I made a big pan of lasagna a couple weeks back and I used deli-sliced turkey breast instead of noodles
clever idea.
I've been subscribing to the low-carb way of thinking for 25 years or so? Something like that.
If someone were to compare how they and their body feels after a couple of slices of turkey with green beans for a meal versus eating a big bowl of Cap'n Crunch with milk, it should be a slam dunk as to which way one should go.
The food conglomerates are not on the consumer's side, that's for sure.
 
clever idea.
I've been subscribing to the low-carb way of thinking for 25 years or so?

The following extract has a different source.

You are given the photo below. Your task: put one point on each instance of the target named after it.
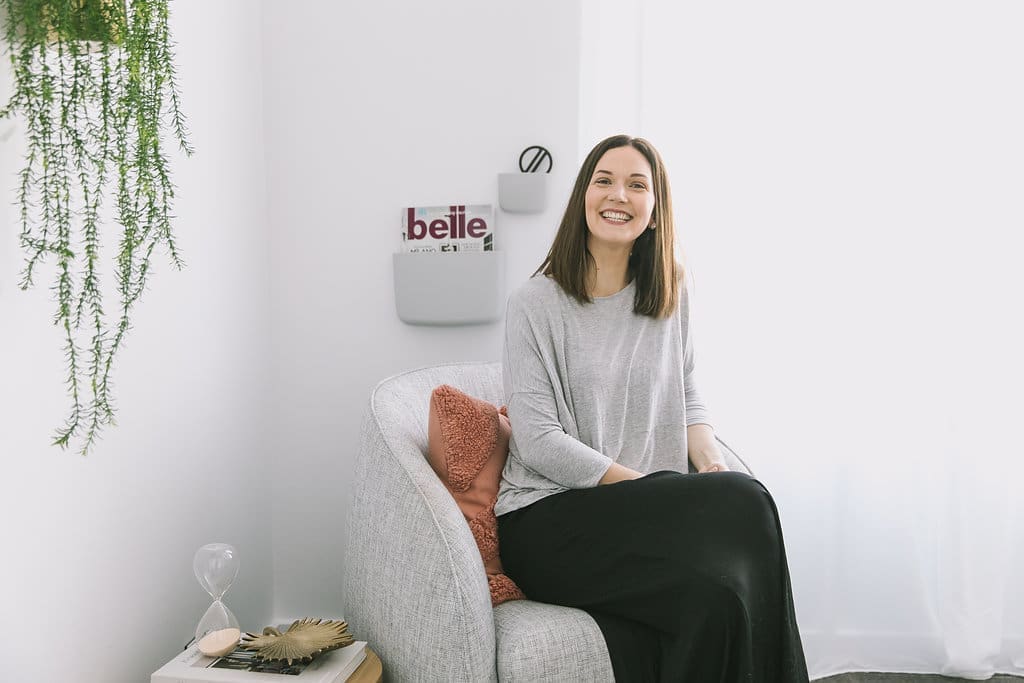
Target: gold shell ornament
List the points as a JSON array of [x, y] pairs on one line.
[[304, 639]]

Something like that.
If someone were to compare how they and their body feels after a couple of slices of turkey with green beans for a meal versus eating a big bowl of Cap'n Crunch with milk, it should be a slam dunk as to which way one should go.
The food conglomerates are not on the consumer's side, that's for sure.
I would agree that flour carbohydrates are not for me. I eat them but not very much. Pasta is awesome but I get bloated. My body seems well trained on meat potato and various veggies and beer. I don't get bloated with beer maybe since it's half digested already.
 
Why do they have to be so delicious? Why couldn't they taste like plain tofu or something? Eating moderate amounts of potatoes or corn is a pipe dream for me so I will eat them once in a while. With potatoes, I will eat just that for the whole meal.
 
Why do they have to be so delicious? Why couldn't they taste like plain tofu or something? Eating moderate amounts of potatoes or corn is a pipe dream for me so I will eat them once in a while. With potatoes, I will eat just that for the whole meal.
Really underated and versatile tuber. Of course the home grown are far superior than the commercial farm. It's my go-to for my carbohydrate.